[SciPy-User] Least Square fit and goodness of fit
Benedikt Riedel
briedel at wisc.edu
Mon May 17 02:01:07 EDT 2010
Thanks for the clarification. I am still not sure how to get the chi-squared
value of my regression though. When I use the formula under "Regression
Analysis" here
http://en.wikipedia.org/wiki/Goodness_of_fit
I get a chi-square somewhere around 19, which seems way to large compared to
the value of 3.2 I get for the same data set when I fit it using gnuplot.
Where gnuplot supposedly used the weighted sum of squares of residuals. I do
not fully this because of the results I get.
Here is the python code I used:
chi2=(sum(pow(R4ctsdataselect-fitfunc(pinit, tau),
2)/pow(R4errctsdataselect,2)))/dof
Sorry for being so thick headed, statistics is just beyond me at times.
Cheers,
Ben
On Mon, May 17, 2010 at 00:20, <josef.pktd at gmail.com> wrote:
> On Mon, May 17, 2010 at 12:18 AM, Benedikt Riedel <briedel at wisc.edu>
> wrote:
> >
> >
> > On Sun, May 16, 2010 at 22:33, <josef.pktd at gmail.com> wrote:
> >>
> >> On Sun, May 16, 2010 at 9:05 PM, Benedikt Riedel <briedel at wisc.edu>
> wrote:
> >> > What I still do not understand is the fact that curve_fit gives me a
> >> > different output then leastsq, even though curve_fit calls leastsq.
> >> >
> >> > I tried to get the chi-squared because we want to plot contours of
> >> > chi-square from the minimum to the maximum. I used following code:
> >> >
> >> > fitfunc = lambda p,x: p[0]+ p[1]*exp(-x)

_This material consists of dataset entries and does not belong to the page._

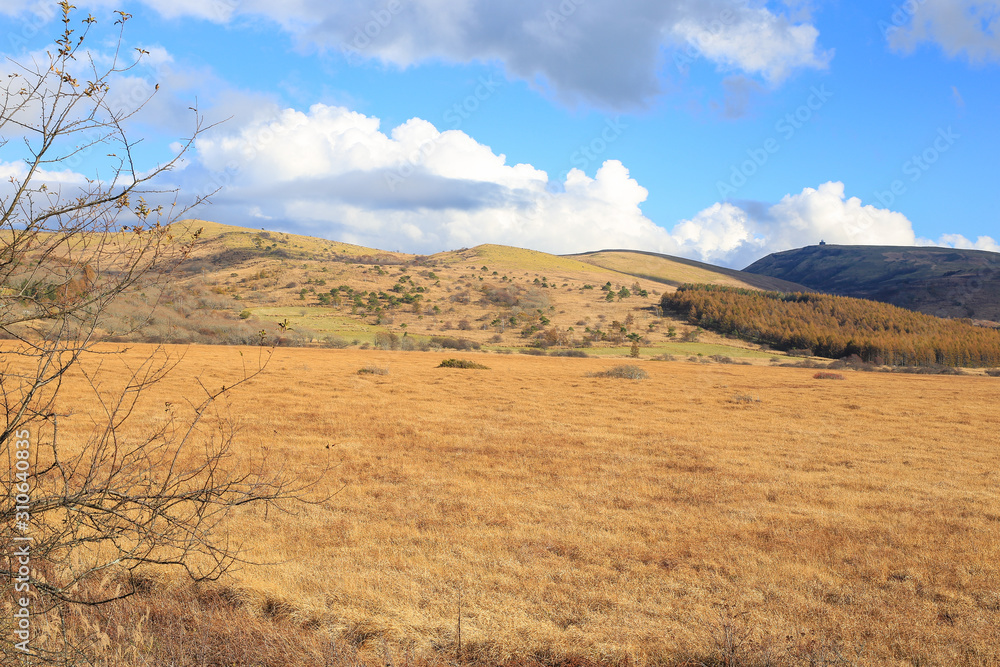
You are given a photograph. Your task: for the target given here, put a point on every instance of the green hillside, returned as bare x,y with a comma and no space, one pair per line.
676,271
938,281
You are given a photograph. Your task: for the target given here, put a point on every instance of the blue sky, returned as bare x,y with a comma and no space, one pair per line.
721,130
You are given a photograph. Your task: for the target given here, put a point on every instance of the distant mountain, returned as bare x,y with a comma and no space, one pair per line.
938,281
676,271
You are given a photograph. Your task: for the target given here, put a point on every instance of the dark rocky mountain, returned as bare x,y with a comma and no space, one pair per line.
938,281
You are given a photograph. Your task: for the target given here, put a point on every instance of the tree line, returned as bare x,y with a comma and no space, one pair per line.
836,326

> >> > errfunc = lambda p, x, y: (y-fitfunc(p,x))
> >> > pinit = [20,20.]
> >> >
> >> > def func(x, a, b):
> >> > return a*exp(-x) + b
> >> >
> >> > pfinal, covar = curve_fit(func,tau, R4ctsdataselect, p0=pinit,
> >> > sigma=R4errctsdataselect)
> >>
> >> this uses weighted least squares
> >> sigma : None or N-length sequence
> >> If not None, it represents the standard-deviation of ydata. This
> >> vector, if given, will be used as weights in the least-squares problem
> >>
> >> In your initial example with leastsq you don't have any weighting,
> >> it's just ordinary least squares
> >>
> >> maybe that's the difference.
> >>
> >>
> >
> > Yeah I guess that will be it.
> >
> >>
> >> > print pfinal
> >> > print covar
> >> > dof=size(tau)-size(pinit)
> >> > print dof
> >> > chi2=(sum(pow(R4ctsdataselect-fitfunc(pinit, tau), 2)/fitfunc(pinit,
> >> > tau)))/dof
> >> > print chi2
> >> >
> >> > I am not 100% sure I am doing the degrees of freedom calculation
> right.
> >> > I
> >> > got the chi-square formula from the Pearson chi-squared test.
> >>
> >> I don't recognize your formula for chi2, and I don't see the
> >> connection to Pearson chi-squared test .
> >>
> >> Do you have a reference?
> >>
> >
> > I based my use of the Pearson test from what I read in an Econometrics
> book,
> > but wiki has the a pretty good description. I basically based it off the
> > example there. Where the expected would be what comes out of the fit and
> > what you is the "R4ctsdataselect" for those specific values.
> >
> > http://en.wikipedia.org/wiki/Pearson%27s_chi-square_test
>
> I looked at that, but it's a completely different case, the values in
> the formulas are frequencies
>
> Oi = an observed frequency;
> Ei = an expected (theoretical) frequency, asserted by the null
> hypothesis;
>
> not points on a regression curve
>
> Josef
>
> >
> >
> >>
> >> Josef
> >>
> >
> > Thanks again
> >
> > Ben
> >
> >
> >>
> >> >
> >> > Thank you very much for the help so far.
> >> >
> >> > Cheers,
> >> >
> >> > Ben
> >> >
> >> > On Sun, May 16, 2010 at 05:50, <josef.pktd at gmail.com> wrote:
> >> >>
> >> >> On Sun, May 16, 2010 at 12:12 AM, Benedikt Riedel <briedel at wisc.edu>
> >> >> wrote:
> >> >> >
> >> >> >
> >> >> > On Fri, May 14, 2010 at 14:51, <josef.pktd at gmail.com> wrote:
> >> >> >>
> >> >> >> On Fri, May 14, 2010 at 3:01 PM, Benedikt Riedel <
> briedel at wisc.edu>
> >> >> >> wrote:
> >> >> >> > Hey,
> >> >> >> >
> >> >> >> > I am fairly new Scipy and am trying to do a least square fit to
> a
> >> >> >> > set
> >> >> >> > of
> >> >> >> > data. Currently, I am using following code:
> >> >> >> >
> >> >> >> > fitfunc = lambda p,x: p[0]+ p[1]*exp(-x)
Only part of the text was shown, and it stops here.